HUSH/MORC2 facilitate H3K9me3 at their L1 targets for transcription repression.

a. Concordant subset (~1%) of (n = 111,499) H3K9me3 sites in the genome lose H3K9me3 signal in MORC2 KO, MPP8 KO and TASOR KO K562 clones. Two independent lines each for WT, MORC2KO, TASOR KO, MPP8 KO. Plotted is log2 fold change in H3K9me3 ChIP signal in TASOR KO relative to Ctrl (x-axis) and log2 fold change in H3K9me3 ChIP signal in MORC2 KO relative to Ctrl (y-axis). Points are color coded with blue sites having significant H3K9me3 loss in MPP8 KO, red sites significantly gaining the signal in MPP8 KO, while gray have no detectable change. Sites that significantly lose H3K9me3 signal in KO line are more likely to have corresponding loss in other KO lines. Odds ratios: 26.23 with 95% confidence intervals (CI) [23,66, 29.10] for MORC2 versus MPP8; 21.70 with 95% CI [19.75, 23.83] for TASOR versus MPP8; 122.53 with 95% CI [109.21, 137.43] for TASOR versus MORC2. P = 0 each case, two-sided Fisher’s exact test.

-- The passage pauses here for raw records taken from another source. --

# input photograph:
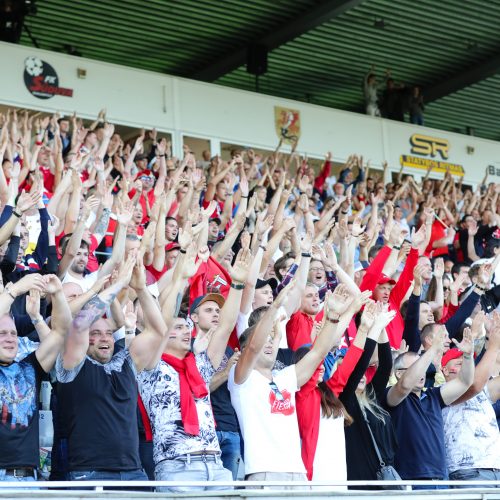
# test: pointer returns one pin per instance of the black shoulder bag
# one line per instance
(386, 472)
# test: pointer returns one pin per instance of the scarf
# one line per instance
(191, 386)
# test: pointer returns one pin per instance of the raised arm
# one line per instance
(77, 342)
(295, 296)
(145, 346)
(231, 308)
(260, 336)
(337, 317)
(117, 255)
(411, 334)
(485, 369)
(51, 345)
(24, 203)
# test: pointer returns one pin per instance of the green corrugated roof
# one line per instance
(424, 43)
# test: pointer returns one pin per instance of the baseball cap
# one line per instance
(172, 246)
(385, 279)
(272, 282)
(144, 173)
(209, 297)
(450, 354)
(360, 266)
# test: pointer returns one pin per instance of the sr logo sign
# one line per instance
(429, 146)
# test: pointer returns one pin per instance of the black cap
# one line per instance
(272, 282)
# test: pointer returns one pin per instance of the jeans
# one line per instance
(276, 476)
(431, 487)
(106, 475)
(230, 446)
(475, 475)
(186, 469)
(7, 477)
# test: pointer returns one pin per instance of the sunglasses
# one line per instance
(276, 391)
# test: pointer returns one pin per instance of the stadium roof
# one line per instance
(319, 50)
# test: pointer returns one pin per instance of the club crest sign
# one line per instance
(41, 79)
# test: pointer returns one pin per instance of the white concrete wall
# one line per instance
(185, 107)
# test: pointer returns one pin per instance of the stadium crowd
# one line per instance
(206, 320)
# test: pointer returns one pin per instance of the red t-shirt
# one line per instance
(299, 327)
(438, 231)
(142, 201)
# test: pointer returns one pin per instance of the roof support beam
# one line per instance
(318, 15)
(475, 74)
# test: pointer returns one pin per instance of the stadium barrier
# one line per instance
(97, 490)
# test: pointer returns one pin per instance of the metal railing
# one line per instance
(236, 487)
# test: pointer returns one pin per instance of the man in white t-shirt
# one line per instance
(471, 434)
(264, 401)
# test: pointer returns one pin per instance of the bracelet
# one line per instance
(333, 320)
(7, 289)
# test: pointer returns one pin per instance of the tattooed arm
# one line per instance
(77, 342)
(102, 225)
(145, 346)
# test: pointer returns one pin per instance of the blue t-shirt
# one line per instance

b. Genomic sites that exhibit the strongest loss of H3K9me3 in MORC2, MPP8 or TASOR KOs are preferentially L1 occupied by these factors. Boxplots of log2 fold change in H3K9me3 relative to Ctrl for MPP8 KO (left), MORC2 KO (center) and TASOR KO (right). Box plots show median and interquartile range (IQR), whiskers are 1.5× IQR. MPP8 and MORC2 bound L1s show significant loss of H3K9me3 (p-values, two-sided Mann-Whitney-Wilcoxon test).

c. Averaged distribution of H3K9me3 ChIP-seq signals in Ctrl and KO K562 clones over the host genes that contain the MORC2-targeted intronic full-length L1s, centered on the transcription start site (TSS) of the host genes.

d. Genome browser showing MORC2 binding at the intronic full-length L1Hs within CDH8 in both K562 and hESCs. Experiment was repeated once with similar results.

e. Genome browser showing MORC2 binding at the intronic full-length L1PA2 within DNAH3 in both K562 and hESCs. Experiment was repeated once with similar results.

f. Depletion of MORC2/HUSH increases the expression of CDH8 in both K562 (n = 2 biological replicates × 3 technical replicates) and hESCs (n = 3 technical replicates), as measured by RT-qPCR assay. The CDH8 expression level was normalized to beta-actin mRNA. All samples were then normalized to Ctrl sample. Center value as median.

g. Depletion of MORC2/HUSH increases the expression of DNAH3 in both K562 (n = 2 biological replicates × 3 technical replicates) and hESCs (n = 3 technical replicates), as measured by RT-qPCR assay. The DNAH3 expression level was normalized to beta-actin mRNA. All samples were then normalized to Ctrl sample. Center value as median.

Extended Data Figure 10.

HUSH/MORC2 binding at intronic L1s results in the decreased expression of active host genes.

a. Genome browser tracks illustrating loss of HUSH/MORC2 causing decreased H3K9me3 over the intronic L1PA5 element and concomitant increase in the expression of host gene RABL3. Experiment was repeated once with similar results.

b. Loss of HUSH/MORC2 leads to increased Pol II signals at 5’UTR and decreased Pol II signals within L1 bodies at HUSH-bound L1PA elements (orange bars). Heatmaps show Pol II density change in KO K562 clones compared to Ctrl, centered on the L1 5’ end and sorted by MPP8 ChIP signal.

c. Deletion of the intronic L1 within RABL3 causes increased RABL3 expression. Upper panel: an agarose gel analysis of the PCR assay with primers flanking the HUSH/MORC2-bound intronic L1; two experiments repeated independently with similar results. Lower panel: RT-qPCR analysis of RABL3 expression. The RABL3 expression level was normalized to beta-actin mRNA. All samples were then normalized to wild-type sample. n = 2 biological replicates × 3 technical replicates (center value as median).

d. Depletion of MORC2, MPP8, TASOR increases RABL3 expression. RT-qPCR data normalized as in panel c). n = 2 biological replicates × 3 technical replicates (center value as median).